DuPont Nutrition & Health expands cheese facility capabilities
With these upgrades, the facility is now equipped to test cultures in real-world environments, as well as manufacture and age cheese.
DuPont Nutrition & Health, Wilmington, Del., announced a substantial investment in its New Century, Kan., laboratory, which serves the North American cheese industry.
In addition to expanded physical space, DuPont installed new equipment, including three bio fermenters to simulate external pH control starter production, an incubator for growing cultures, a cheese vat for making cheese and two environmental cabinets for aging cheese.

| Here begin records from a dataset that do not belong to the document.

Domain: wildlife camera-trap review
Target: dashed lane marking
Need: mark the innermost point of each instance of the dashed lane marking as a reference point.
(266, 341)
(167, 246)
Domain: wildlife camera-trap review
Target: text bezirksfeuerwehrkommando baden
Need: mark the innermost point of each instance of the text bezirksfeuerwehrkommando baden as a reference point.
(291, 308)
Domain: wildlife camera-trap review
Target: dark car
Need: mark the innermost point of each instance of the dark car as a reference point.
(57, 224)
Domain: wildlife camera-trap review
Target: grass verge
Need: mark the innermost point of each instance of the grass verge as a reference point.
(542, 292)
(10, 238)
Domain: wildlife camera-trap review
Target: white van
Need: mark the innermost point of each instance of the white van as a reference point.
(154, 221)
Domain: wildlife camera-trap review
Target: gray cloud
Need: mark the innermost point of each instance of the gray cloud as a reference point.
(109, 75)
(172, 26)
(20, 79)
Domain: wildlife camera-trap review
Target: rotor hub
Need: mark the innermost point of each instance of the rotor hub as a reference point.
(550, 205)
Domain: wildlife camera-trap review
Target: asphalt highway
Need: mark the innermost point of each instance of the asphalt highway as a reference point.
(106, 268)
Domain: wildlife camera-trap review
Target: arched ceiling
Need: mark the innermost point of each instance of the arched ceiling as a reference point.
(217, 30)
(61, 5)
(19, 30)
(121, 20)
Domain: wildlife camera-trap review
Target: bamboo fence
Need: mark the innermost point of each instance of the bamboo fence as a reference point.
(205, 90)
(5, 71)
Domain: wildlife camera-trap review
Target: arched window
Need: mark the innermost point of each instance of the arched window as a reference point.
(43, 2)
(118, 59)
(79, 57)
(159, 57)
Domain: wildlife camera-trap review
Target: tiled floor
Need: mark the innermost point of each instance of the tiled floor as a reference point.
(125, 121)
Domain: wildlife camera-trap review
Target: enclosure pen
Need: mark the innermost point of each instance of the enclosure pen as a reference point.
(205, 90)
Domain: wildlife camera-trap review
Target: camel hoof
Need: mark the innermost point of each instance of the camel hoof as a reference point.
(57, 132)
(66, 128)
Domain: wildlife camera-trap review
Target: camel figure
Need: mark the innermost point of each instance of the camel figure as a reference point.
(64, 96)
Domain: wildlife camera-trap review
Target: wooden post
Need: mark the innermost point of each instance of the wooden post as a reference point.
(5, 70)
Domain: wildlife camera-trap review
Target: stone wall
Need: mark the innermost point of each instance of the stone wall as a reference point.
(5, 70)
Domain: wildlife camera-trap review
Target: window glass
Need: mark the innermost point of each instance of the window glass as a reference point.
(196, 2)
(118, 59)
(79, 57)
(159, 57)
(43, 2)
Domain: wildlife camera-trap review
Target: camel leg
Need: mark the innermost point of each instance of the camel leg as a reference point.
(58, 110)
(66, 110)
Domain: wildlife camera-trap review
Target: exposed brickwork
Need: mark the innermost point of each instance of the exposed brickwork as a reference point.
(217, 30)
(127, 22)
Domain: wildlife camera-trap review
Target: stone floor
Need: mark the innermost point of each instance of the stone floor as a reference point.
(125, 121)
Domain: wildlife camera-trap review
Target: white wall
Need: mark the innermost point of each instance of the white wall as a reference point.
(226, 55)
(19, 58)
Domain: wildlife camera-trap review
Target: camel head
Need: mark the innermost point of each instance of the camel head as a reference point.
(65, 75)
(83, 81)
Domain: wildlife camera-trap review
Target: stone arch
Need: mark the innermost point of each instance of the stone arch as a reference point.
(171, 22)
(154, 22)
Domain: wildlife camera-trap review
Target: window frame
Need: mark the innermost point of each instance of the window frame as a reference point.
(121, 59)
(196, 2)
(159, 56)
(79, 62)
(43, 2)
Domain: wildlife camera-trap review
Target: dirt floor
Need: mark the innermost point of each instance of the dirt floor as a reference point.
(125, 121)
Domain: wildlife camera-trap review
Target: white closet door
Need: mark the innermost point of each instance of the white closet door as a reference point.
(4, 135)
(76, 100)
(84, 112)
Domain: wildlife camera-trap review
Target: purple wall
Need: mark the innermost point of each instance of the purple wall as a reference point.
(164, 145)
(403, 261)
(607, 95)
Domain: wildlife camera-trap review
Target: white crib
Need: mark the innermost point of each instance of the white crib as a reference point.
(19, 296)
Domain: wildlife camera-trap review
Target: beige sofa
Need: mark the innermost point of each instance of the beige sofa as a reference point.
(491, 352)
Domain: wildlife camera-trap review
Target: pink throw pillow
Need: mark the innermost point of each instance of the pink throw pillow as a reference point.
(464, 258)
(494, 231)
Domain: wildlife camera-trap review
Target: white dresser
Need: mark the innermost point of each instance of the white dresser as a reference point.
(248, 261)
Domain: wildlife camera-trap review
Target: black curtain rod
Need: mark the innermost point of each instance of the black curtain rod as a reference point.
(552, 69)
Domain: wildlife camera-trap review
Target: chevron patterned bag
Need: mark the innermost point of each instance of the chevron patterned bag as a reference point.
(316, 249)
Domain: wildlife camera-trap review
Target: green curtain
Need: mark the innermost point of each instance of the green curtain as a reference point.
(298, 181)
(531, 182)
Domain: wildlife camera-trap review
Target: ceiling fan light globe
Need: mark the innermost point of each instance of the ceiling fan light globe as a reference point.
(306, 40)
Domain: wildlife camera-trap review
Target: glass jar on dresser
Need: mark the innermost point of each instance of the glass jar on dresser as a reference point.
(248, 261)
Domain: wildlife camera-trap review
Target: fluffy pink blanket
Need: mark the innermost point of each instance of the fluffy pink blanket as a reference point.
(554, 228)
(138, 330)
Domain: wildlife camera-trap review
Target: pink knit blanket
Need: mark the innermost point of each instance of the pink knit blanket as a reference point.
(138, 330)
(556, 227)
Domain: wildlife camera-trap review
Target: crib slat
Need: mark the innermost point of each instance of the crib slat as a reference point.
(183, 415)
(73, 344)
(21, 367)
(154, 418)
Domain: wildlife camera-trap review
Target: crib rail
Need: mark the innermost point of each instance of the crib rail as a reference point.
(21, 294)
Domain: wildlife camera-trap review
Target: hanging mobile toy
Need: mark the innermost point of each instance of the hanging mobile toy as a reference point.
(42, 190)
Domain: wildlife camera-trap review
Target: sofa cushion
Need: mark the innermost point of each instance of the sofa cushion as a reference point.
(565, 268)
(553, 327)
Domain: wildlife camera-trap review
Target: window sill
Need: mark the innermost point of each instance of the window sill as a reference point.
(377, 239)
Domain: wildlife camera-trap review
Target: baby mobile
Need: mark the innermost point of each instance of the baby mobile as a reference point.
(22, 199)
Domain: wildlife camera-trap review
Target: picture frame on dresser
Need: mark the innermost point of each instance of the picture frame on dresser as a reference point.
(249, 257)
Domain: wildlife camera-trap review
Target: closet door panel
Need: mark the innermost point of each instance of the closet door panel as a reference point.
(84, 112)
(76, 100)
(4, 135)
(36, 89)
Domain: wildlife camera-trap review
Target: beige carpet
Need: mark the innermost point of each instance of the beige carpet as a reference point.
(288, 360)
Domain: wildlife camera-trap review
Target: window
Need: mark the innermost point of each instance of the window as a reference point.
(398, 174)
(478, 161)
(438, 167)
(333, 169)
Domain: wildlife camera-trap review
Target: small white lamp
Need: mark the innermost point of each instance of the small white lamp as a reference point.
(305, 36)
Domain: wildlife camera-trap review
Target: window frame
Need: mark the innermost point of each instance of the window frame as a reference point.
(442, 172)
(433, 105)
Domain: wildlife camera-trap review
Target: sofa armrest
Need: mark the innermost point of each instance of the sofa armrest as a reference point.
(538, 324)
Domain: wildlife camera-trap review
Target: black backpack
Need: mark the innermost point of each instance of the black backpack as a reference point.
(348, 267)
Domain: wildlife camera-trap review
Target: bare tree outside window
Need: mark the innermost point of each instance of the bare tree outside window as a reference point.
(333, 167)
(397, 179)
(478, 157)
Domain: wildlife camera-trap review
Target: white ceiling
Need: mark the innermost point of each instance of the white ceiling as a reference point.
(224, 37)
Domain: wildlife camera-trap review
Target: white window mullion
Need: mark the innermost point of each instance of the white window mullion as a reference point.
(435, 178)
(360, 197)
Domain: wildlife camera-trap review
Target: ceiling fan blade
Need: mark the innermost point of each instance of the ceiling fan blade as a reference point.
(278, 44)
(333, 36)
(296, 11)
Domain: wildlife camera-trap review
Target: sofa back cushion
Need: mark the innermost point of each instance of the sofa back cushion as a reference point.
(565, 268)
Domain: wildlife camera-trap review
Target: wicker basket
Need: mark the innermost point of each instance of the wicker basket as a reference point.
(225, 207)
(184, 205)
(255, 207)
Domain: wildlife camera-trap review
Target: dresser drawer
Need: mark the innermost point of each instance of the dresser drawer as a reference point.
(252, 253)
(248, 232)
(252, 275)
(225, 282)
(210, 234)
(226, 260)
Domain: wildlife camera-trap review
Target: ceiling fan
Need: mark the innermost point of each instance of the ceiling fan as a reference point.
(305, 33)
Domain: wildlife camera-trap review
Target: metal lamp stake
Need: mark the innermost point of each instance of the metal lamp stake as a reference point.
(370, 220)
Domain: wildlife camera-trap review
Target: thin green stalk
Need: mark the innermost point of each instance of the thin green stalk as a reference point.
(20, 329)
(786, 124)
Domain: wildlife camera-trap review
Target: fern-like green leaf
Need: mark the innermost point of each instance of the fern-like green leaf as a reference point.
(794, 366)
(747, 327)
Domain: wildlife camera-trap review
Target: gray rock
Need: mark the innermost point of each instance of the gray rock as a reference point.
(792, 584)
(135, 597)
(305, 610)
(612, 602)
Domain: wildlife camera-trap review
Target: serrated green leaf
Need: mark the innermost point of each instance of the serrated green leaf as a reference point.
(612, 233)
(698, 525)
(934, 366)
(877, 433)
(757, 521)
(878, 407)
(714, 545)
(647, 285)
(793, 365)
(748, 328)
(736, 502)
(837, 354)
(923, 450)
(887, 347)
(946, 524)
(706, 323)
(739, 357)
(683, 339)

Previously, testing at the facility was limited to a lab environment. With these upgrades, the facility is now equipped to test cultures in real-world environments, as well as manufacture and age cheese.
“This expansion of our research and development capabilities brings us closer than ever to our customers and enables us to innovate in collaboration with them,” says Roald Mason, director of dairy sales, North America. “These improvements not only allow us to optimize our current cultures offerings and tailor them to our individual customers, but also equip us to develop new retail and finished products.”
DuPont also named Brian Bartholomew as senior applications specialist and appointed James Musetti in the application technologist role.
“These moves reinforce our commitment to the cheese and dairy industry,” says Cathy Miller, director of innovation, North America. “For years, cheesemakers and others in the dairy industry have relied on the DuPont Danisco brand of ingredients. Today, our customers continue to rely not only on our broad portfolio of ingredients, but also our unique knowledge, experience and innovation capabilities to advance their business and stay at the forefront of ideas.”